Светлый фон

Все были уверены, что этому примеру последуют и Карно с Приёром. Поэтому на правой стороне возвысились несколько голосов разом, чтобы устранить Робера Ленде:

– Слово принадлежит подсудимым. Они должны говорить прежде своих обвинителей и своих защитников.

– Вчера, – сказал Бурдон, депутат Уазы, – был составлен заговор с целью спасти подсудимых, сегодня прибегают к другим средствам: обращаются к совести честных людей, которых обвинение разлучило с товарищами; их уговаривают присоединиться к виновным, чтобы замедлить ход правосудия новыми препятствиями.

Робер Ленде ответил, что предстоит судить действия всего правительства; что он был членом этого правительства и, следовательно, не может согласиться, чтобы его отделяли от товарищей, и требует своей доли ответственности.
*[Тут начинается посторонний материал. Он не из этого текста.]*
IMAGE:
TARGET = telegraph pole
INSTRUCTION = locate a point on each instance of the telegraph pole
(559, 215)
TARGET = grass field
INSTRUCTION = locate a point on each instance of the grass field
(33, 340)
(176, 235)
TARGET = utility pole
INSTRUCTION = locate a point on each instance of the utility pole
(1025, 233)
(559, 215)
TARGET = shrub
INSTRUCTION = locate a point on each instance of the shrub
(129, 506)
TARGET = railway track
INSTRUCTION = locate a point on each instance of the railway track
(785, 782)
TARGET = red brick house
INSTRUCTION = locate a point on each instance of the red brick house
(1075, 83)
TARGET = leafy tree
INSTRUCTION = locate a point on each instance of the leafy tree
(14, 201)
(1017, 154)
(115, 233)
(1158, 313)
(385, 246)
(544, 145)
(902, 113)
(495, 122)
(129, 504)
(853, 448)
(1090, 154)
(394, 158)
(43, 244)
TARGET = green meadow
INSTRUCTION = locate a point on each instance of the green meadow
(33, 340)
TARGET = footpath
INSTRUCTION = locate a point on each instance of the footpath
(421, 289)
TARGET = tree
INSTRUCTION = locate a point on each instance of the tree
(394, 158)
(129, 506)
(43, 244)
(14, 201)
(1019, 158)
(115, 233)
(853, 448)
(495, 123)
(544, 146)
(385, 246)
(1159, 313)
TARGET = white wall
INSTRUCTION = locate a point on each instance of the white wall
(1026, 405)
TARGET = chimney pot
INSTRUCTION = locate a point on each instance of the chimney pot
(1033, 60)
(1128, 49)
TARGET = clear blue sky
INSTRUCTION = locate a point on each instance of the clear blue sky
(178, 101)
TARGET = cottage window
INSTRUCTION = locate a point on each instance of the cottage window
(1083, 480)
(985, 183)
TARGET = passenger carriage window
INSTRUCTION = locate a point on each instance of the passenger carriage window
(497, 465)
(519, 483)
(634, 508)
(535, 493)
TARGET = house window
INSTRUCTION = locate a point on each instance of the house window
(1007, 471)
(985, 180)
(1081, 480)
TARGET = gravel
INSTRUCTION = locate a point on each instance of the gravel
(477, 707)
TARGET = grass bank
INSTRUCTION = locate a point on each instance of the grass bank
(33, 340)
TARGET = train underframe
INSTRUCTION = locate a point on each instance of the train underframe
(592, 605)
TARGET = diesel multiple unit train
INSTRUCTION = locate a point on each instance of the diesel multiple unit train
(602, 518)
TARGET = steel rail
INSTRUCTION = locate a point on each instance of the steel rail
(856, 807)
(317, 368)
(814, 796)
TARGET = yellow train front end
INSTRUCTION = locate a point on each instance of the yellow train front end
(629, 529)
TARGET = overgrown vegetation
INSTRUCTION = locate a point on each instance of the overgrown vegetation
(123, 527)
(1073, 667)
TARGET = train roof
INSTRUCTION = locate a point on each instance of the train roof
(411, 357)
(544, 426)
Трудно устоять против истинного мужества и благородства. Роберу Ленде было дано слово. Он весьма пространно описал громадные труды Комитета общественного спасения; доказал его энергичность, предусмотрительность, высокие заслуги и дал почувствовать, что только возбуждение, произведенное борьбой, стало причиной излишеств, в которых укорялись члены тогдашнего правительства.

Эта речь, длившаяся шесть часов, не обошлась без многих перерывов. Неблагодарные, уже забыв про заслуги людей, обвиняемых ныне, находили это изложение слишком длинным. Некоторые депутаты дошли до непристойности, заметив, что эту речь надо напечатать на деньги Ленде, потому что печать ее обойдется Республике слишком дорого. Жирондисты возмутились, когда Ленде заговорил о федералистском восстании и бедствиях, причиной которых оно стало. Каждая партия осталась чем-нибудь недовольна.

Наконец, заседание было отсрочено до следующего дня, и собрание разошлось, давая себе слово не терпеть более таких длинных заявлений в пользу подсудимых. Однако Карно и Приёр, депутат Кот-д’Ора, хотели говорить в свою очередь; они тоже жаждали, подобно Ленде, великодушно помочь товарищам и, в то же время, оправдаться от множества обвинений, которые не могли пасть на Бийо, Колло и Барера, не ложась и на их плечи, так как подписи их находились на приказах, всего более вменяемых в вину подсудимым.

Нельзя было иначе как с уважением и некоторой почтительностью слушать Карно, слава которого гремела всюду, о котором говорили во Франции и во всей Европе, который был известен своим мужественным сопротивлением Робеспьеру и Сен-Жюсту. Ему было дано слово.

«Мне подобает, – сказал Карно, – именно мне, оправдать Комитет общественного спасения. Мне, который первым дерзнул открыто нападать на Робеспьера и Сен-Жюста». Он мог бы прибавить: «в то время как вы преклонялись перед малейшим их приказанием и раболепно отдавали им головы, которые они требовали от вас». Карно прежде всего разъяснил, каким образом подписи его и его товарищей оказывались под самыми кровавыми приказами. «Заваленные гигантскими заботами, – сказал он, – решая каждый день от трех до четырех сотен дел, часто не имея времени отлучиться, чтобы поесть, мы договорились подписывать друг у друга на веру. Мы подписывали множество бумаг, не читая их. Я подписывал приказы о предании суду, а мои товарищи подписывали приказы о передвижении войск и планы атак, и мы не имели времени объясниться. Громадность и неотложность возложенного на нас дела потребовала этой диктатуры каждого по своей части, и каждый пользовался ею со взаимного согласия всех. Никогда без этого нам не переделать всей работы. Приказ об аресте одного из моих ценных соратников по военному ведомству, за который я открыто напал на Сен-Жюста и Робеспьера и назвал их узурпаторами, этот приказ я сам подписал, не зная, что подписываю. Поэтому наша подпись ничего не доказывает и отнюдь не может сделаться уликой».